Zinc, a naturally occurring element, is known for its ability to protect metal against corrosion. When applied to steel or iron, zinc acts as a protective barrier. If the underlying metal is exposed, zinc sacrifices itself by corroding first, a process known as cathodic protection. This property is central to both HZS and hot dip galvanising.

Hot Zinc Spray (HZS): Overview and Variants

Hot Zinc Spray, also known as Hot Zinc Thermal Spray or Hot Zinc Arc Spray, involves propelling molten zinc onto a prepared surface. It’s a versatile technique that can be applied to complex structures.

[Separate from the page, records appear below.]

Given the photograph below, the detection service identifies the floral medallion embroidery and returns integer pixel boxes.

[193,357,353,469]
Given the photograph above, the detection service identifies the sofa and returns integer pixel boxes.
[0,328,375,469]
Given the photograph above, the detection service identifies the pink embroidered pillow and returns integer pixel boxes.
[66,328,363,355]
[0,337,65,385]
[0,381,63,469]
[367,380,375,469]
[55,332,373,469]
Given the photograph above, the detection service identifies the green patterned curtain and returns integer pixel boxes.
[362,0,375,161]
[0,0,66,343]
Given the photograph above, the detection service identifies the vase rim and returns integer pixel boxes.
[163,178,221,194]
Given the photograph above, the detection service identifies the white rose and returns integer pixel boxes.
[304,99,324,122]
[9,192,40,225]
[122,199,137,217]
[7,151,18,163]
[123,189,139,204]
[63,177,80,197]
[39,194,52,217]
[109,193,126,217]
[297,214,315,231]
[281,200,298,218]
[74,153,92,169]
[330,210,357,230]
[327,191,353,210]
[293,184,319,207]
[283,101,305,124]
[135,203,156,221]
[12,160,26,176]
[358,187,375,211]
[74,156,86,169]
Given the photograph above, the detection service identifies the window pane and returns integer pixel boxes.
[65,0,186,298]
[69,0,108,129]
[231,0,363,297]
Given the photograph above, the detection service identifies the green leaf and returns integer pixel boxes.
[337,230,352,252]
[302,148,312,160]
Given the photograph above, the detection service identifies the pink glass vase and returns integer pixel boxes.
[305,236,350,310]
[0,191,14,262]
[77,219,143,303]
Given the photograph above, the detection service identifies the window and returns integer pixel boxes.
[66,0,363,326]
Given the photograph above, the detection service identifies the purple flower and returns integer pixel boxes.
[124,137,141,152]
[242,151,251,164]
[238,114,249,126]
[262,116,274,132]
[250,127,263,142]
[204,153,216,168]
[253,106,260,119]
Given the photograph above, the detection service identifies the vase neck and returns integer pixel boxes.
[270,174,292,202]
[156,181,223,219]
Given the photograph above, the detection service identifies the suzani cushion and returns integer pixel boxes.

  • Versatility: HZS can coat a wide range of shapes and sizes.
  • Controlled Thickness: The thickness of the zinc layer can be precisely controlled.
  • Minimal Distortion: It causes less distortion to the substrate compared to hot dip galvanizing.


  • Labour-Intensive: Requires more manual labour and expertise.
  • Surface Preparation: The substrate needs shot blasting preparation.
Is Hot Zinc Spray Better Than Hot Dip Galvanizing

Hot Dip Galvanising: Process and Characteristics

Hot dip galvanising involves immersing the metal in a bath of molten zinc. It forms a metallurgical bond with the substrate, creating a robust coating.


  • Durability: Offers a thick, uniform coating that’s highly durable.
  • Comprehensive Coverage: Ensures complete coverage of the item, including recesses and sharp corners.
  • Cost-Effective for Large Batches: More economical for large quantities.


  • Size Limitation: The size of the galvanising bath limits the size of the items that can be coated.
  • Potential Distortion: The high temperatures can cause warping, especially in thin materials.
  • Fettling: if you are looking for a smooth topcoat this will need to be fettled, meaning taking off some of the galvanize protection you have just paid for.

Comparing the Two Methods

While both processes effectively protect the metal from corrosion, their suitability varies based on project requirements. HZS offers more versatility and precision, making it ideal for complex structures and specific thickness requirements. Hot dip galvanising, on the other hand, is more suited for large batches of smaller items where uniformity and cost-effectiveness are priorities and the end aesthetic finish is not important.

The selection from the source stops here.